An Abundance of Elderberry Uses

Elderberry uses cover such a broad range, a simple bush is a veritable supermarket.


| May/June 1981



069 elderberry uses - blossoms

Proving the diversity of elderberry uses, even its white petaled blossoms can be an ingredient in tea, pancakes, custards, and muffins.


PHOTO: MOTHER EARTH NEWS STAFF

Upon moving from the Midwest to the Idaho mountains, I was faced with the task of learning to recognize scads of new woodland plants. Somehow, though—no matter where I might look—one particular shrub kept catching my eye. At first I simply noticed the plentiful plant's showy compound leaves, each with 5 to 11 leaflets. But then in June (after everything else had bloomed) this tall bush suddenly became a striking hillside ornamental packed with clusters of delicate white flowers. Still later—right at the ragged end of summer—the blossoms were transformed into bunches of tiny purple berries.
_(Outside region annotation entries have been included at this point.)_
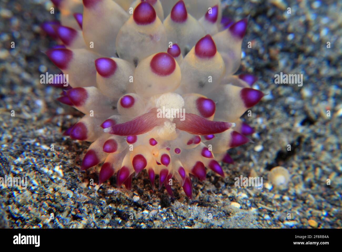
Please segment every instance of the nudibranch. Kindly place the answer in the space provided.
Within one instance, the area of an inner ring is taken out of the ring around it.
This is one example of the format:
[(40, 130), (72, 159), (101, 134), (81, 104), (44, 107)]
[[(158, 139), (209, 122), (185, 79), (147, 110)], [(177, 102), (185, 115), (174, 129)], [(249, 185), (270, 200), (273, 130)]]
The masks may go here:
[[(69, 85), (58, 99), (85, 115), (63, 133), (92, 142), (81, 170), (102, 164), (130, 189), (146, 170), (173, 196), (193, 197), (190, 175), (222, 177), (227, 150), (250, 141), (240, 117), (264, 95), (240, 65), (247, 20), (222, 16), (220, 0), (52, 0), (60, 22), (42, 27), (58, 45), (46, 55)], [(158, 175), (158, 177), (156, 175)]]

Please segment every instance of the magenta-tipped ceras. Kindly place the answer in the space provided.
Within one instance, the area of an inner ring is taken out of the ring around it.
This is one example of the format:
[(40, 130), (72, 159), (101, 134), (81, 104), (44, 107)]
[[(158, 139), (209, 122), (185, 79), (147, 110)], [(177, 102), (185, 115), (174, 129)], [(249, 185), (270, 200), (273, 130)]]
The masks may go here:
[(222, 17), (219, 0), (53, 2), (61, 22), (42, 27), (63, 45), (46, 53), (70, 86), (51, 85), (85, 114), (63, 135), (93, 142), (81, 169), (102, 164), (99, 184), (116, 174), (129, 189), (146, 170), (153, 190), (173, 196), (175, 179), (190, 199), (190, 175), (224, 177), (227, 150), (254, 132), (240, 117), (264, 95), (234, 75), (247, 20)]

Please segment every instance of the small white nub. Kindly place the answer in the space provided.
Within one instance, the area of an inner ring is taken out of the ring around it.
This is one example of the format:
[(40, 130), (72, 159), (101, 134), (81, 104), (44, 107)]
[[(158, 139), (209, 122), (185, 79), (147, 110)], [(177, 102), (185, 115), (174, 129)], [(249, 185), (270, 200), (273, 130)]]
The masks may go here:
[(166, 121), (163, 126), (160, 126), (156, 129), (158, 136), (162, 139), (172, 139), (176, 133), (176, 124)]
[(106, 128), (105, 129), (104, 129), (103, 131), (104, 132), (105, 132), (106, 133), (108, 133), (108, 132), (110, 131), (110, 127), (108, 127), (108, 128)]
[(169, 109), (181, 109), (184, 106), (185, 103), (183, 97), (176, 93), (165, 93), (159, 96), (156, 101), (157, 108)]

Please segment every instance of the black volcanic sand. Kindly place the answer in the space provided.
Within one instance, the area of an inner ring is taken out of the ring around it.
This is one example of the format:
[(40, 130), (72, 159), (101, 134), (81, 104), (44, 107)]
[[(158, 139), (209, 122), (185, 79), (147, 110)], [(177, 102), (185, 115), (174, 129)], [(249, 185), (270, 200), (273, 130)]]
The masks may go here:
[[(90, 184), (99, 167), (79, 171), (89, 144), (61, 134), (82, 115), (56, 101), (60, 90), (40, 83), (41, 73), (59, 72), (41, 52), (54, 44), (39, 26), (57, 14), (47, 0), (2, 1), (0, 175), (27, 176), (28, 185), (0, 187), (0, 226), (341, 227), (342, 2), (325, 2), (226, 1), (236, 20), (250, 15), (239, 72), (257, 75), (253, 87), (268, 95), (243, 117), (258, 132), (254, 142), (229, 151), (235, 163), (224, 167), (225, 178), (193, 179), (190, 201), (178, 184), (175, 199), (154, 192), (145, 171), (131, 191), (117, 189), (114, 178), (100, 188)], [(303, 86), (275, 84), (280, 72), (303, 74)], [(267, 180), (277, 166), (291, 176), (282, 190)], [(249, 174), (263, 178), (262, 190), (234, 186), (234, 178)]]

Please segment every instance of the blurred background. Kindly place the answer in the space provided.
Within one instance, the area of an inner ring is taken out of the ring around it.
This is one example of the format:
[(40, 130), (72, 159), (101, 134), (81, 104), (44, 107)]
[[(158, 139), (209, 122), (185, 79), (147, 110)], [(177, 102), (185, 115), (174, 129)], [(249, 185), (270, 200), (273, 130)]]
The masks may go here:
[[(59, 72), (43, 53), (55, 43), (40, 27), (58, 12), (50, 14), (47, 0), (1, 0), (0, 176), (27, 177), (28, 185), (0, 187), (0, 227), (342, 226), (342, 2), (223, 3), (235, 21), (249, 15), (238, 73), (256, 75), (253, 87), (267, 95), (243, 117), (255, 129), (254, 143), (229, 152), (235, 162), (225, 167), (225, 179), (193, 180), (191, 201), (177, 184), (174, 200), (154, 192), (145, 173), (131, 191), (117, 189), (114, 178), (100, 189), (90, 184), (96, 169), (79, 171), (89, 144), (62, 135), (81, 114), (56, 100), (61, 90), (40, 82), (42, 74)], [(303, 74), (303, 86), (275, 84), (281, 72)], [(267, 179), (279, 166), (291, 176), (283, 190)], [(241, 175), (262, 177), (264, 188), (234, 187)]]

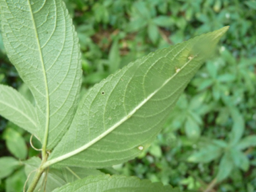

Some of those tasty-looking, double-handful-sized fruit clumps became so heavy their stems drooped down with the weight!

When I quizzed my nearest neighbor about this abundant yet mysterious shrub, she said, "Why, they're plain ol' good-eatin' elderberries, child." So I decided to harvest a few fruity clusters and kitchen-test them. The berries were so easy to pick that I was able to gather a bagful in no time at all. I soon found out, though, that the tedious task of separating the individual fruits from their tiny twigs more than made up for the "pickability" of the many-berried clumps. And to tell the truth, the little morsels didn't taste all that good to me raw, either (though I've learned since then that some folks like 'em fine that way).

I was beginning to wonder if this particular wild food wasn't better left in the woods. But I quickly reversed my opinion when I started cooking with them and discovered a multitude of elderberry uses. The tidbits were downright delectable when baked (especially if I added a touch of lemon to my fixings): I just substituted elders in my blueberry recipes and turned out dandy pies, cobblers, and muffins. (The fruits became naturally mellow and mouthwatering as soon as I'd dried a few bunches, too.)

Once I'd achieved these culinary successes, I became so enchanted with elderberries that I even researched the curious plant in a field guide ... and learned that blue, purple, and black specimens of Sambucus canadensis are common all over the U.S., and all are renowned for being finer sources of vitamin C than even oranges or tomatoes! There is also a less-common red-fruited variety—Sambucus racemosa—that's been reported to make some folks sick. However, since the good elders are all blue, purple, or black when ripe, the racemosa berries are easy to avoid.

After my initial enthusiastic elderberry spree, I had to catch up on a number of neglected homestead chores and pretty much forgot about the foraged fruit for a couple of weeks. Then one morning the same neighbor who first told me about elderberries sent her two boys over with some shopping bags stuffed with the purple clusters. The fruit actually looked a little old and dull to me, but when I called up to thank the kind woman—she explained that those elder rounds came from her special patch, and that the dusty look of the berries meant they had reached the peak of ripeness. "That 'bloom' is caused by the light frosts we've been having," she told me. "You watch. The birds will gobble up all the berries now."  

Elderberry Jelly

I was glad to have such an abundant supply of berries, but I didn't feel like "detwigifying" every single purple fruit, so I decided to simply clean out the leaves and larger branches and make juice. I boiled and mashed the clumps in small amounts of water, and then I hung the pulp—twigs and all—in jelly bags until all the liquid dripped out.